Ai primi di giugno, la mattina presto, a Porto Venere si mostrano solo i gatti.
Piazza Bastreri è parzialmente all’ombra. 
Una ventina di gatti variamente colorati, svaccati con piglio imperiale sul lastricato, occupano la fetta di piazza assolata.
L’ultima spanna di coda, a mo’ di serpente brillo, imita il movimento del nostro dito indice nel gesto del “no”. 
Gli etologi ne danno una spiegazione precisa, emozionale.
Ho osservato questo dimenar di coda in molti frangenti; è un incedere da tergicristallo, ma che non si innesca per la presenza ticchettante di pioggia o di mosche, per le quali finalità (m‘arrovello anche per altri ditteri) ho archiviato finalmente gli elogi dei greci edall’Altissimo attendo chiarimenti. 
Il pendolare della coda non è mai inopportuno e andrebbe sempre contestualizzato; per esempio, quando il gatto si abbandona su di una scrivania o uno scrittoio e, con la soddisfazione che riluce dal pelo, con la coda si mette a tramenare gli oggetti,  prima di punirlo sarebbe saggio cercare fra il contenuto sparso del portapenne ribaltato. 
Ricompaiono piccoli oggetti smarriti, oppure altri abbandonati sul fondo si riscoprono utili, grazie ad una nuova prospettiva d’osservazione.
Il gatto, nella fattispecie, è investito del potere di spezzare la bonaccia del tempo; in genere, infatti, le bolle di tempo relativo (nel mio esempio è più lento, ma vi sono zone percorse da correnti più rapide) s’annidano in spazi sottratti alla vista. 
Non dimentichiamo che le zone vietate al gatto patiscono il rallentamento. Vi è un altro divenire; per questa ragione fortunosa il solaio è il regno dei topi. Il solaio è il luogo della lentezza per eccellenza e l’unica manifestazione di altra velocità  è il trafficare del topo.
Il movimento caudale, allora, è anche un messaggio alla noia; inutile cercar di ghermire prede feline.  
La prova è anche nell’immagine di Piazza Bastreri: un essere ontologicamente affrancato dal concetto di “impegno” (se fosse umano sarebbe considerato un autentico perdigiorno), mollemente adagiato al sole, non contempla il tempo della noia e, dovesse mai imbattersi in luoghi stagnanti, per sua natura potrebbe generare piccoli uragani, circoscritti ma efficaci, mulinelli che rimettono in circolo il tempo o forse l’impasto di tempo ed energie sconosciute, meglio rappresentato dal Qi dei cinesi. 
Tornando alla piazza, poi arrivò il marinaio, sozzo già a quell’ora.
Salimmo sul gozzo, puntando Palmaria, davanti a noi. 
Una donnina scalpicciò in piazza, mentre il gozzo s’allontanava; i gatti si sparpagliarono in un baleno fra i vicoli, fuggendo dall‘ipotetica minaccia. 

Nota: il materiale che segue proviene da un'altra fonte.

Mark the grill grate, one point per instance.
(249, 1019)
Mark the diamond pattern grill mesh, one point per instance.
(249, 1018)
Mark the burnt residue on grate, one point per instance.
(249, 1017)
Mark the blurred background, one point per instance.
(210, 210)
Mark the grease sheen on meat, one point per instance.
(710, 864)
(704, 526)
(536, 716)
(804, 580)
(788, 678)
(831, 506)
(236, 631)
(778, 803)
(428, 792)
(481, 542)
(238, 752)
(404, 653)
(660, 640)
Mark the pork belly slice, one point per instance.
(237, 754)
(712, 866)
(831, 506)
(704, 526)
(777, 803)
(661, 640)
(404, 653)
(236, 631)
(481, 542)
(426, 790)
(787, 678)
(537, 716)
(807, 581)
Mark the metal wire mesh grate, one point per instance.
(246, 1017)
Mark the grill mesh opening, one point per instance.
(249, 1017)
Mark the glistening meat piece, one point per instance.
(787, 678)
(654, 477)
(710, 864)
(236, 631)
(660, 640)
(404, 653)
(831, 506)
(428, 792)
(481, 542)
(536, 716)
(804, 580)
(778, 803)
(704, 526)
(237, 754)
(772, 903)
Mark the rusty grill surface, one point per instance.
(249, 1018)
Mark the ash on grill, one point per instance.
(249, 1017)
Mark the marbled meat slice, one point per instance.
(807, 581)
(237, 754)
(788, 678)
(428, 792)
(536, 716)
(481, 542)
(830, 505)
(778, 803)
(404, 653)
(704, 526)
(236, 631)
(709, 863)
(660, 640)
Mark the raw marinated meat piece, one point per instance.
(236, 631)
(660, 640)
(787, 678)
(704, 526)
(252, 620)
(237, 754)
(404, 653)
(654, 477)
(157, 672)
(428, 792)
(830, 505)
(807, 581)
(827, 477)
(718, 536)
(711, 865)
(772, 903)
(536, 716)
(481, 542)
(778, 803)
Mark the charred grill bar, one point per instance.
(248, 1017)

La donnina lasciò un cartoccio di avanzi.
   

Il suicidio delle statue

Il giorno in cui le statue del Brembi si animarono, il parroco scampanò fino a piagarsi i palmi delle mani. Lo fece di persona, avendo fiducia nel solo suo fervore, ma spedì il sacrestano, che obbedì seppur pervaso dal terrore, a convocare in chiesa i fedeli per un rosario ad oltranza, fino alla cacciata del male. Tempo dopo, quando tornò a sonnecchiare in paese una pace ispida, il Parroco iniziò a trattare quotidianamente le piaghe con balsami d’oriente, per conservarle vive, spacciandole per notevoli stigmate.

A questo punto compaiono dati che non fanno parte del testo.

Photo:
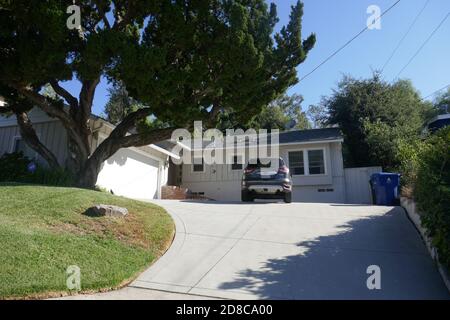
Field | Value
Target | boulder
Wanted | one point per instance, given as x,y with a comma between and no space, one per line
107,210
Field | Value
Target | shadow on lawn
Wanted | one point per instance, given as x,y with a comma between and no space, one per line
334,266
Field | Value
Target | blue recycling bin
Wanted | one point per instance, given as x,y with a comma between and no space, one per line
385,188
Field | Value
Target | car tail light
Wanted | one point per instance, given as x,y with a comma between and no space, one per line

Le statue da giardino, tornando a noi, erano radunate sotto una tettoia che poggiava al muro della bottega del Brembi. Accompagnate da un insolito crepitio, suono che non s’addice alla pietra, come se volessero accompagnare la propria resurrezione con innocui petardi per bambini, imboccarono la strada di fronte. Risalendo la salita e, non si sa come, un poco sfregandosi, seguendo la curva a gomito che più su sfilava sul lato sinistro della chiesa,  s’erano poi infilate nel viottolo a destra. Divise in due  file miste, avevano aggirato l’edificio sacro lungo i lati, per sbucare sul sagrato e proseguire lungo la scalinata; venti gradini di pietra, che a piedi scalzi pareva morbida come il velluto, che scendevano nella piazza del paese.
Al centro del sagrato s’ergeva un’imponente San Cristoforo, che visto da lontano pareva un titano, poiché, come da tradizione, portava in spalla il Cristo bambino.
La statua di San Cristoforo seguitava a fissare un punto lontano, da un secolo, indicandolo con l’indice della mano destra, a braccio teso; in luogo del fiume da traversare, di fronte a sé v’era il paese, poi la valletta in cui giaceva la frazione di Odiate.
Nel florido periodo positivista, quando tutto si misurava senza apparente finalità,  dei naturalisti armati di teodolite ed altri ameni aggeggi conclusero che la traiettoria disegnata dall’indice del Santo puntava la roccia al culmine della collina, distante 3 chilometri circa, oltre la frazione.
La nomea di Odiate, grazie ai naturalisti, si rafforzò. Si sparse la voce che il San Cristoforo doveva guadare la frazione, in luogo del fiume. Il senso fu chiarissimo, anche per i più grossolani, l’elementare messaggio simbolico indicava Odiate come l’ostacolo, il pericolo.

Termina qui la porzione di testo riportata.